Later this year I will be inviting OUS Cornwall on a guided tour of ‘Kerdroya’, a 56m diameter labyrinth built from traditional Cornish hedging. If your geography or your diary should preclude you from joining us to visit the labyrinth under construction, here are three things to bend your brain around to help you grasp what is unfolding here in the middle of Bodmin Moor.
Firstly, for many Cornish people, Cornwall has never been a peripheral county on the southwestern fringe of England, for us the peninsula has always been ‘Kernow’, the ancient granite kingdom right at the heart of the transnational Celtic seaways.
Secondly, Kerdroya is not a ‘maze’, a puzzle with branching paths and dead ends, but rather a ‘labyrinth’, a single meandering path that leads the pilgrim to the centre and back again. It is while slowly walking this continuous path, free from decision-making, that many labyrinth aficionados find a spiritual connection, or meditative state. In the Cornish language: ‘Yn milhyntall yth omgellir, yn kerdroya yth omgevir.’ (‘In a maze you get lost, in a labyrinth you find yourself!’)
The classical labyrinth icon is found from the Mediterranean (yes, think Crete and the Minotaur) all the way along the Western seaboard of Europe. Many of these examples date back some 4,000 years to the early Bronze Age with its proto-Celtic lingua franca.
Thirdly, in Cornwall a ‘hedge’ is not a row of green bushes, nor is it a dry-stone wall, but rather a distinctive hybrid of the two. A Cornish hedge is a stone-faced bank with a rammed-earth core; a construction technique that, just like the labyrinth, can also be traced back 4,000 years. Their antiquity has led to the claim that Cornish hedges are amongst the oldest structures on the planet still in use for their original function!
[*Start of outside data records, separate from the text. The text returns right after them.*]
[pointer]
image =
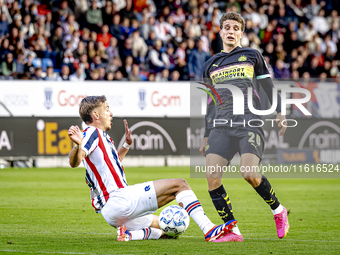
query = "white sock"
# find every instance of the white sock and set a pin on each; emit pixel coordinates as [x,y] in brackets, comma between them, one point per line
[194,209]
[145,234]
[235,230]
[279,209]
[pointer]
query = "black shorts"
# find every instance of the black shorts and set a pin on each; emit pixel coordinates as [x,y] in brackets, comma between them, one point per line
[226,142]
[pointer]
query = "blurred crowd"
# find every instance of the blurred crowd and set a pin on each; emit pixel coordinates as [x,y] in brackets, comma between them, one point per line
[161,40]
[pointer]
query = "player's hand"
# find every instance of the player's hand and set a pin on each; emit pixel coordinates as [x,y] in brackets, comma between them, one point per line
[75,135]
[204,143]
[279,120]
[128,135]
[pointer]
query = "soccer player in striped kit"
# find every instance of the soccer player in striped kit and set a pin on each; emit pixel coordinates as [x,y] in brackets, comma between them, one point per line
[242,68]
[128,208]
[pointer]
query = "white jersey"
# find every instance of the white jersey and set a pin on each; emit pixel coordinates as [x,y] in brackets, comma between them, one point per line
[104,170]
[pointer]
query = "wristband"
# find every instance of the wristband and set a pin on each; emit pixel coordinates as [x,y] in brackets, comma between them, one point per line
[126,145]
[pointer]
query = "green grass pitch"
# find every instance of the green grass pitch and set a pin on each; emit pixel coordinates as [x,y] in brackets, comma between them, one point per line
[48,211]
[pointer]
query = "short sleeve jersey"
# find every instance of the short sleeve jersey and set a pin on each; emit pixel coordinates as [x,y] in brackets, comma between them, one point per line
[242,67]
[104,170]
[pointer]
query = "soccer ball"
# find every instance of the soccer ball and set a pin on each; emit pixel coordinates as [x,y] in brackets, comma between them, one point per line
[174,220]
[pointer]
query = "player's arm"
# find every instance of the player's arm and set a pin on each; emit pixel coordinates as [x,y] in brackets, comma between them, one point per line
[77,154]
[128,141]
[210,109]
[263,77]
[267,85]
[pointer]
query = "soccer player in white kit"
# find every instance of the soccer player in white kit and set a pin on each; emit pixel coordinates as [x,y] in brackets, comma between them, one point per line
[128,208]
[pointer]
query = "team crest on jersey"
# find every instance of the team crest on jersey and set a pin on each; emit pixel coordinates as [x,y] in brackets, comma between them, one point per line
[242,58]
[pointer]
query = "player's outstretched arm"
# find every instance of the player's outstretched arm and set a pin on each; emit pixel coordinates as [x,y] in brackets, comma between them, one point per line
[77,154]
[204,143]
[128,141]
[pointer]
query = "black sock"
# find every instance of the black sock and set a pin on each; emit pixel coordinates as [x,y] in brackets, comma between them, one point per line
[266,191]
[222,203]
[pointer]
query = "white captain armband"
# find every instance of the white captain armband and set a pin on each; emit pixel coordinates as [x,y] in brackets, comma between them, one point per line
[126,145]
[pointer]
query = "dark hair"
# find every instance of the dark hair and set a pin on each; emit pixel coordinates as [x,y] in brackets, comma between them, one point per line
[232,16]
[87,105]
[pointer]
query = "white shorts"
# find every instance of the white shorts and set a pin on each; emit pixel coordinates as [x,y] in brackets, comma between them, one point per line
[131,206]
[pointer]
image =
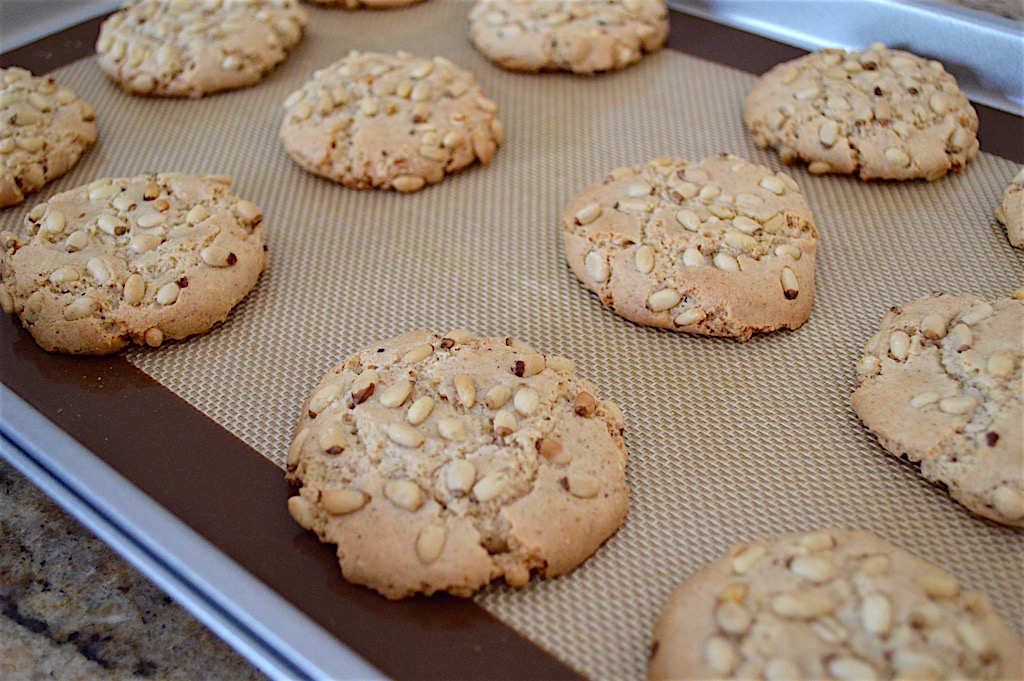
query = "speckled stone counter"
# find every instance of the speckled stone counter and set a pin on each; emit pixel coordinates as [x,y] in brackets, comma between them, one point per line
[71,608]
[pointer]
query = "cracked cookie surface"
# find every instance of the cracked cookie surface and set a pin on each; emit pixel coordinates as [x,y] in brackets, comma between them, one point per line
[390,122]
[1011,211]
[940,383]
[722,247]
[141,259]
[44,128]
[189,48]
[836,604]
[440,463]
[879,114]
[582,36]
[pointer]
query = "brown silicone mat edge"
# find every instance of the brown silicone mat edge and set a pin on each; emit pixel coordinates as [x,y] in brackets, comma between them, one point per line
[213,481]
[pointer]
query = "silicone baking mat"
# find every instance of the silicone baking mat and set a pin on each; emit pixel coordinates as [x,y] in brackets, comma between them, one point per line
[727,440]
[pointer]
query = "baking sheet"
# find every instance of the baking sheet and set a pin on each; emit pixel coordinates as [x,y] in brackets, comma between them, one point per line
[727,440]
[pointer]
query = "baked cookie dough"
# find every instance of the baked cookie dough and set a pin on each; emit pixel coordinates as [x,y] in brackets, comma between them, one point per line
[833,604]
[188,48]
[389,122]
[722,247]
[940,383]
[439,463]
[1011,212]
[44,128]
[142,259]
[582,36]
[879,114]
[367,4]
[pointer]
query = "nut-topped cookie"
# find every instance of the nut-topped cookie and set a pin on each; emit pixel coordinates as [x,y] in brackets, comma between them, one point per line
[390,122]
[136,259]
[940,383]
[188,48]
[722,247]
[582,36]
[1011,211]
[879,114]
[442,462]
[832,604]
[44,128]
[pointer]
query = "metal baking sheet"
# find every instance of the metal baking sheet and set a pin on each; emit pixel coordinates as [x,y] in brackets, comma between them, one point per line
[727,440]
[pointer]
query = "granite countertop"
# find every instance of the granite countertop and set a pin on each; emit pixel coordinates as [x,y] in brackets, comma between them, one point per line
[72,608]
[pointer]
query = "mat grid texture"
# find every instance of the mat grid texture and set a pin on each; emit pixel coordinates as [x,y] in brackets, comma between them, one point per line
[727,440]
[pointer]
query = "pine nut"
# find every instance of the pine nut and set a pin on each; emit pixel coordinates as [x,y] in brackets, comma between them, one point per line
[429,543]
[80,308]
[664,299]
[645,259]
[489,487]
[527,366]
[342,501]
[420,410]
[497,396]
[418,353]
[403,494]
[332,438]
[899,345]
[957,405]
[460,476]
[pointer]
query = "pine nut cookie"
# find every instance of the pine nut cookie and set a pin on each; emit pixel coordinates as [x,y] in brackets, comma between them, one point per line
[189,48]
[940,383]
[390,122]
[367,4]
[1011,211]
[832,604]
[44,128]
[439,463]
[723,247]
[879,114]
[142,259]
[582,36]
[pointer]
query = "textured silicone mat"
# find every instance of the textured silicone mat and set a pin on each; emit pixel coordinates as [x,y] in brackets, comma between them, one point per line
[727,440]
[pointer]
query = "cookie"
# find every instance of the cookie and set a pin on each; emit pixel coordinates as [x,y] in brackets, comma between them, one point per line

Kerdroya is a carbon-neutral piece of land art that is busily recycling the site-won materials of an abandoned car park into a reclaimed habitat for flora and fauna. Cornish hedges support more than 600 species of flowering plants and more than ten thousand species of invertebrates, including critical pollinators. Not only are Cornish hedges corridors through ecological space, they are also corridors through time – preserving a pre-agricultural seed array within their banks. With many miles lost to development in recent years, and an ageing demographic of skilled hedgers, Cornish hedges are increasingly at risk. So, as part of the Kerdroya project, the ‘Outdoor University of Cornish Hedging’ was launched. The Guild of Cornish Hedgers have been on site nurturing the next generation of hedgers with more than 100 individuals learning the traditional craft.
Once Kerdroya opens to the public, in late 2023, the visitor will walk the path of the labyrinth, through stretches of artisan stonework celebrating locally distinctive building styles from the far-flung corners of Kernow. At the centre lies a bespoke commissioned sculpture, ‘The Heart of Kerdroya’ crafted by father and son metal sculptors Thrussells, whose studio sits just half a mile away. When much of our modern life feels so short-sighted, Kerdroya is Slow Art, consciously taking a view 4,000 years into the past as well as 4,000 years into the future. How shall we communicate with those who will come after us? How do we create something that is benign ecologically, and that sets the tone about de-colonising our relationship with our environment and with our own culture? This is a project that is designed, at its very heart, to be here long after we’ve gone.